Back in September, Taylor Therrien approached her teacher with an idea.
"I am seeing a lot of vandalism happening around us, is there anything we can do?" Therrien, a seventh grader at Flat River Middle School, asked her teacher, Charlie Blanchette.
Between Therrien's motivation, her fellow students' willingness to help and her teacher's dedication, action was taken.
A committee consisting of approximately 10 students was formed. The group calls itself Students Against Vandalism Everywhere, or SAVE. To date, this group has made amazing strides in its mission to combat vandalism in the Pawtuxet Valley.
Most recently, the students took their campaign on the road. Blanchette took four of the students on the SAVE committee, Taylor Therrien, Sarah Karn, Henry Gardner and Joey Rocchio, to West Brook, Maine, where they spoke about their efforts at a Service to America conference at the University of Southern Maine.
"I can't believe how big our idea has become," Therrien said. "I thought it would have taken us years but it has only been months and we just keep building on it more and more."
At the conference, the SAVE committee members told students from all over New England who listened to their presentation about how they aided the West Warwick Police Department in an criminal investigation and about how they have helped to save a local cemetery from repeat vandalism attacks.
In November 2005, about 30 headstones at St. Mary's Cemetery in West Warwick were toppled. This site had been the target in a stream of vandalism over the years. Scott Amaral, West Warwick community police officer, and West Warwick Detective Mark Bennett contacted the anti-vandalism committee at Flat River Middle School to see if there was anything they, as students, could do to help with the problem.

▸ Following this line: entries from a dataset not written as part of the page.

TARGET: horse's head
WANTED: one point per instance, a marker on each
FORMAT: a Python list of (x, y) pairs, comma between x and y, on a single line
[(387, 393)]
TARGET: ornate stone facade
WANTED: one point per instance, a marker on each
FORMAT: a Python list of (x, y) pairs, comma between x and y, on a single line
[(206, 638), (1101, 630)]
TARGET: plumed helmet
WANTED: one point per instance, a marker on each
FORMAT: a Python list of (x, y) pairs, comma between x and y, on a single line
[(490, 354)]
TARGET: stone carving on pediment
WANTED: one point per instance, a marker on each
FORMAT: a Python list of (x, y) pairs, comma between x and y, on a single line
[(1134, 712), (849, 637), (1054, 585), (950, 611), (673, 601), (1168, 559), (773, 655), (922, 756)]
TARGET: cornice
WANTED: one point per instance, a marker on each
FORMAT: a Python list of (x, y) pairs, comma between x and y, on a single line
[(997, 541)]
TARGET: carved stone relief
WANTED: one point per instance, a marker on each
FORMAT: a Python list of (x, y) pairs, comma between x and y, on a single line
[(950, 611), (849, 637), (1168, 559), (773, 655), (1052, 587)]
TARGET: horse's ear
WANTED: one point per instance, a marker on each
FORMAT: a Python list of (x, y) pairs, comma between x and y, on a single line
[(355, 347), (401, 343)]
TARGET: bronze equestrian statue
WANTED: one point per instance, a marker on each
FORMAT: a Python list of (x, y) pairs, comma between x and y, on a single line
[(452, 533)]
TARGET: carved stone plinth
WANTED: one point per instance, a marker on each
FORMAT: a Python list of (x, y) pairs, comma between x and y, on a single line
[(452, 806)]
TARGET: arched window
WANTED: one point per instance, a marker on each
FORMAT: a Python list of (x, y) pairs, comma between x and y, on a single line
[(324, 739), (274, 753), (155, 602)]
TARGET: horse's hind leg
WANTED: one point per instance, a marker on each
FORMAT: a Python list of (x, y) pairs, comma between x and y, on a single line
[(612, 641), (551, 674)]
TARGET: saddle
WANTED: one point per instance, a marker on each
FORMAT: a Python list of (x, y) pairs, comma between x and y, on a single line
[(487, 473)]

The students created a series of signs, each one with a catchy slogan against vandalism. One of the signs reads "Jingle Bells, Jingle Bells, Vandalism Smells." Another reads "It's all Fun and Games Until It's Your Car" and pictures a car with graffiti on its side.
The students hung the signs, which they had laminated, at locations around the Valley that have fallen victim to vandalism. Some are in schools, some were created as flyers and passed out by hand to students, and others are at cemeteries and parks around town. They made a special sign to use exclusively at St. Mary's in response to the repeat offenses committed there.
"We wanted to use rhythms so that people would read them and then remember them," Therrien said.
According to Amaral, this was the first time that students at that grade level have ever taken such an active role without an adult driving the mission.
"The response we received from those students had a very positive effect on our investigation," Bennett said, in an article that appeared in the Times in January. "Based on what they did, we have issued an arrest warrant for someone in connection with the gravestone toppling in 2004. This definitely was an admirable thing that they did."
SAVE members took pictures of everything they had done along the way and compiled them into a Power Point presentation which they took with them for their presentation at the conference. In addition to the Power Point, they also presented facts, statistics and other staggering bits of information to their student audience.
The Coventry Police Department recorded 235 reports of vandalism in 2005. Those acts of vandalism estimated an approximate $170,000 in clean up costs.
"I think a lot of people that commit these crimes don't realize how serious they are," Blanchette said. "If you're caught, it's not just a slap on the wrist. There are federal laws that protect cemeteries from vandalism, with the cheapest fine for offenders costing around $10,000 and putting them in prison for up to three years.
"This is not a petty crime," he said. "There are a lot of hidden costs involved in these pranks that can cost people or the town a lot of money in an already tight budget. So what ends up happening is taxpayers get shortchanged because someone thinks it's funny to paint on a wall or knock a mailbox or a gravestone over. Well, it's not."
The students from Flat River Middle School were the only middle school-aged students to present at the conference, Blanchette said. There were however, two groups from Coventry High School that attended the conference as well. The students in Gene Dufault's carpentry class who constructed ramps for elderly housing in their community attended and the students in Kathy Hudson's child development class spoke about their investment in life-like dolls for their project to end teen pregnancy.